Bernard Ryan, the Sir Mordred to her Morgan le Fay peered out of the window from her office. ‘At least he’s here. I don’t see anybody’s head on a plate.’
‘That man could hyperbole for England.’ Dierdre always was rather hazy on her nouns and verbs. ‘More importantly, Bernard, there’s talk in the staffroom that James is back too. You’d think he’d see us first, wouldn’t you? There goes your promotion down the Swannee.’
‘Can’t say I’m sorry,’ Ryan said, folding his arms as he watched Maxwell park his bike. ‘Dead men’s shoes,’ he shook his head. ‘Don’t like ‘em, Dierdre.’ He could go back to being Deputy Head again – everybody’s punch-bag. He wouldn’t have it any other way.
Peter Maxwell walked into the dining room where the Breakfast Club were just finishing up. Gary Spenser and Tony Weatherall were there as usual, wondering what colour Miss Greenhow’s knickers were today. Was it them, or was the old bugger hobbling a bit? Still, he cycled in every day and had to be a million, so it wasn’t surprising, was it?
‘Pale blue,’ he leant over the lads.
They looked askance.
And he tapped the side of his nose, before throwing a wave to Sally Greenhow.
‘Hello, Mr Maxwell.’
He half-turned, staring in astonishment. There, beaming at him under her silly white cap, with toast crumbs all over her fingers, stood Sharon. Silent Sharon. Sharon who had never, until now, had the nerve to talk to the man she’d adored from afar for years.
‘Hello, Sharon,’ he said. ‘How are you today?’
And she grinned, bright crimson and dashed into the kitchen to get on with the next phase of her life. Maxwell let it go. He had just witnessed a miracle.

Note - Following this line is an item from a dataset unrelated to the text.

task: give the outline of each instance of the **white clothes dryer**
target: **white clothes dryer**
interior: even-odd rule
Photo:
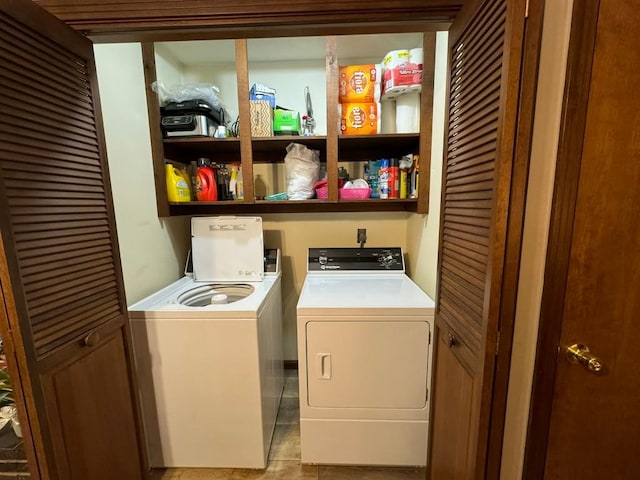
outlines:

‘I’ve resigned, Max.’ Another miracle at Leighford High sat behind his desk, twiddling his fingers, a white enveloped letter on the empty desk in front of him.

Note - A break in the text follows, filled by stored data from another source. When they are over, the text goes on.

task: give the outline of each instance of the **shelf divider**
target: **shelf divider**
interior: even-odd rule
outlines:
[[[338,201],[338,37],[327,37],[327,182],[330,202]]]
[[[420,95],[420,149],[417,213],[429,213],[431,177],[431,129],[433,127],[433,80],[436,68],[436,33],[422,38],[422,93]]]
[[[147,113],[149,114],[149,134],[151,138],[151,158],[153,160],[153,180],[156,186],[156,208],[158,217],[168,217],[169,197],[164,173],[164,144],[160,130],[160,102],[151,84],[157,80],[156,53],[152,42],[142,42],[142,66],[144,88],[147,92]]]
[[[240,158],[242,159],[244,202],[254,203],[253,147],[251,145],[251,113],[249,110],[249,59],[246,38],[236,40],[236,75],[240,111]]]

‘Is that strictly wise, Headmaster?’ the Head of Sixth Form asked.
‘Max,’ Diamond got to his feet. ‘I confessed the day before yesterday to a murder. Well, actually to three. Could I be taken seriously ever again if I stayed on here?’

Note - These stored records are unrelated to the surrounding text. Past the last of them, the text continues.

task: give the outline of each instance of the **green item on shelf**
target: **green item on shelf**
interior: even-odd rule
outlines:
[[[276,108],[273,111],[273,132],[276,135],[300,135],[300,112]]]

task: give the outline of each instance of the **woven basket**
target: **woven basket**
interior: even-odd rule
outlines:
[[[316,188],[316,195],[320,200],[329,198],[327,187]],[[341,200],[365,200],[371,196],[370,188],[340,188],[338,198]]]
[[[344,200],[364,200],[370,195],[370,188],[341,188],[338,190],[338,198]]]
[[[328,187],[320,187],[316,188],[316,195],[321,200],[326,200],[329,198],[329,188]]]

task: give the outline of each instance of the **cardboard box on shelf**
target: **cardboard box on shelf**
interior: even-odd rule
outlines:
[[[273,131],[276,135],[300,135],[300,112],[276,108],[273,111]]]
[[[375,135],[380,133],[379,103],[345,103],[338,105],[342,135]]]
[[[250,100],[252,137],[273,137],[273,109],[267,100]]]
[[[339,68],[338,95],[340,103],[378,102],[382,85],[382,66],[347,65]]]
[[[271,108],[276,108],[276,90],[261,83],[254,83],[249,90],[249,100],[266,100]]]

‘Nothing has changed, Headmaster,’ Maxwell said.
‘What?’
‘Why did you confess?’ Maxwell asked.
‘Oh,’ Diamond was pacing his office, ‘I don’t know. You see, I thought Sally had done it. Killed Whiting and the others. I was … being stupid, I suppose.’
‘
Does she mean that much to you?’
Diamond looked at his man, ‘No,’ he shook his head. ‘No, she doesn’t. It was a ludicrous gesture. I was just trying to help her out of a jam, that’s all. I wasn’t thinking rationally.’
‘Well,’ Maxwell sighed. ‘We’ve all been there.’
‘I think the police intend to prosecute me for wasting their time. Hence the resignation. I’m a laughing stock, Max.’
‘Surely not, Headmaster,’ Maxwell frowned. ‘Although it sure beats life imprisonment, doesn’t it? Is that your resignation?’ He pointed to the envelope.
‘Yes. Why?’
Maxwell took it and tore it up in one fluid movement. ‘I expect in these days of computers, that you’ve got this on a disk or a floppy drive or whatever, but if you want my advice, you’ll forget all about it.’
‘Max,’ Diamond stood there blinking. ‘What’s happened? Have the police …’
‘I promised Bernard I’d bring him a murderer’s head on a plate,’ he told him. ‘Well, that was a little politically incorrect of me, wasn’t it? They just don’t make hacksaws like they used to. But if you care to read tomorrow’s Dailies, I think you’ll be satisfied with the outcome.’
‘You’ve done it, haven’t you?’ Diamond said. ‘You’ve solved it.’
‘With a little help from my friends,’ Maxwell smiled.
Diamond reached out suddenly and grasped Maxwell’s hand in both of his. The Head of Sixth Form froze. He didn’t know the man was capable of emotions like this. ‘Thank you, Max,’ he said. ‘For my job, for my life. Thank you.’
‘All in a day’s work, Headmaster,’ and Maxwell pulled gently away.
‘By the way,’ Diamond said. ‘The neck. Did that have anything to do with …?’
‘Oh, this?’ Maxwell touched the bandages gingerly. ‘No, no. Cut myself shaving.’